I have written a webapp in Django that I host under Apache 2.4 using mod_wsgi.
At first glance, it works fine. However, when the Apache process has been running for a while, the webapp starts responding with 503 errors. You can get through sometimes after F5'ing a lot.
The annoying thing is that I dont have anything related to this in my Apache error.log at all, so I don't know where to start debugging this. My only lead is the error displayed in the browser: 503 Service Unavailable
.
Other websites (PHP) are not affected. Restarting the Apache server reliably resolves the issue immediately.

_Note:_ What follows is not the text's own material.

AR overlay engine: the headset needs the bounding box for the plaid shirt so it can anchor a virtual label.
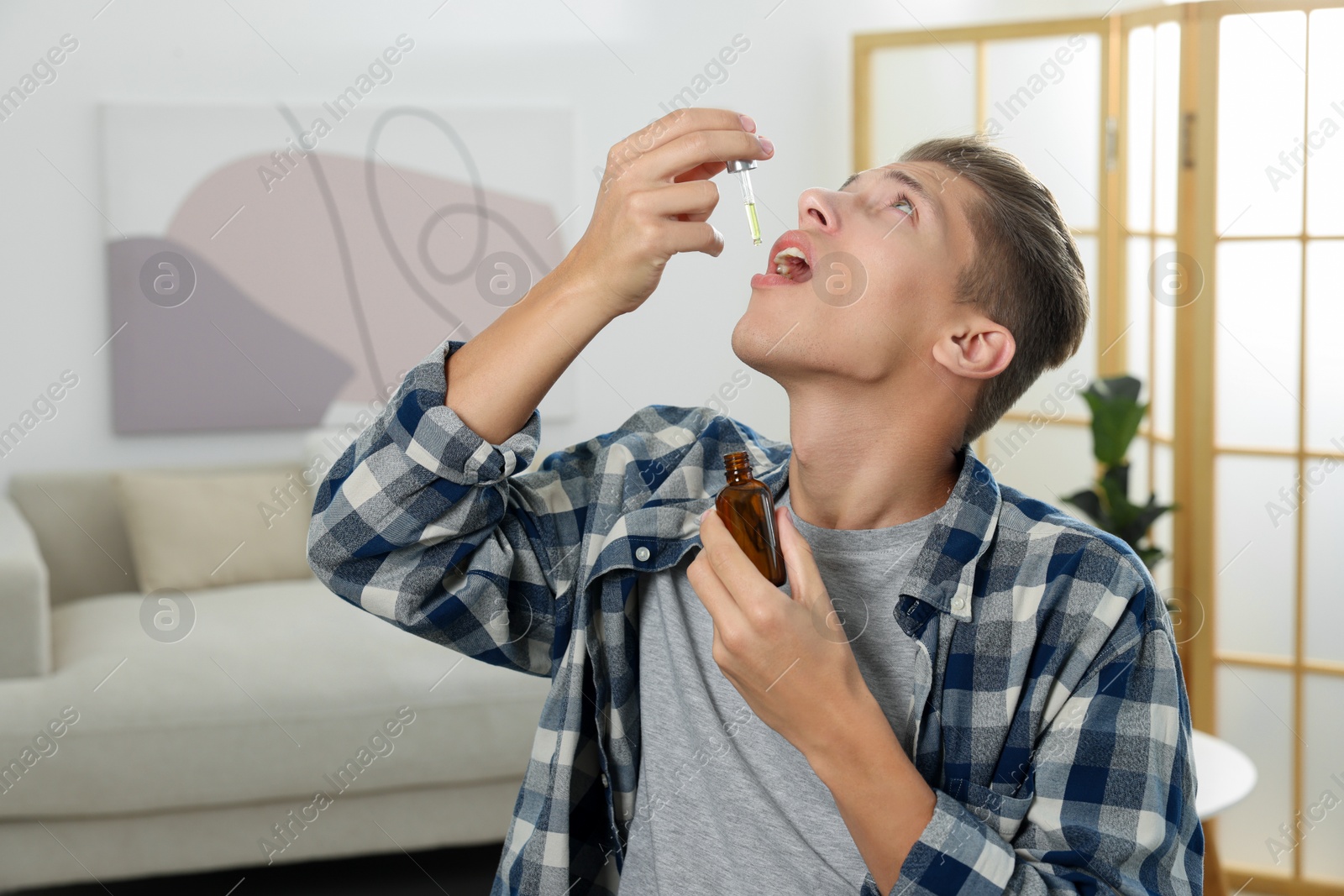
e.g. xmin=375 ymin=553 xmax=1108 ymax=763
xmin=307 ymin=340 xmax=1205 ymax=896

My Apache config for this webapp:
WSGIDaemonProcess app python-path=/opt/app home=/opt/app
WSGIProcessGroup app
WSGIScriptAlias /app /opt/app/wsgi.py
I have found this but I don't think that's the problem because the sockets are already placed in /var/run/apache2/
in my case (not the "apache log directory"). This directory is readable to others. The sockets themselves have mode 700
, but have the correct owner (www-data
).
Any ideas?
EDIT:
I noticed that when the problem occurs and I restart Apache to fix it, Apache takes quite long to exit. In the error log I found these messages:
[Sun Jun 25 14:14:18.935566 2017] [core:warn] [pid 374:tid 140587055682752] AH00045: child process 21761 still did not exit, sending a SIGTERM
[Sun Jun 25 14:14:18.935637 2017] [core:warn] [pid 374:tid 140587055682752] AH00045: child process 21812 still did not exit, sending a SIGTERM
[Sun Jun 25 14:14:20.937578 2017] [core:warn] [pid 374:tid 140587055682752] AH00045: child process 21761 still did not exit, sending a SIGTERM
[Sun Jun 25 14:14:20.937640 2017] [core:warn] [pid 374:tid 140587055682752] AH00045: child process 21812 still did not exit, sending a SIGTERM
[Sun Jun 25 14:14:22.939827 2017] [core:warn] [pid 374:tid 140587055682752] AH00045: child process 21761 still did not exit, sending a SIGTERM
[Sun Jun 25 14:14:22.939893 2017] [core:warn] [pid 374:tid 140587055682752] AH00045: child process 21812 still did not exit, sending a SIGTERM
[Sun Jun 25 14:14:24.942034 2017] [core:error] [pid 374:tid 140587055682752] AH00046: child process 21761 still did not exit, sending a SIGKILL
[Sun Jun 25 14:14:24.942176 2017] [core:error] [pid 374:tid 140587055682752] AH00046: child process 21812 still did not exit, sending a SIGKILL
So by the looks of it, the problem might be caused by (WSGI?) threads that are hung? How do I proceed to debug this?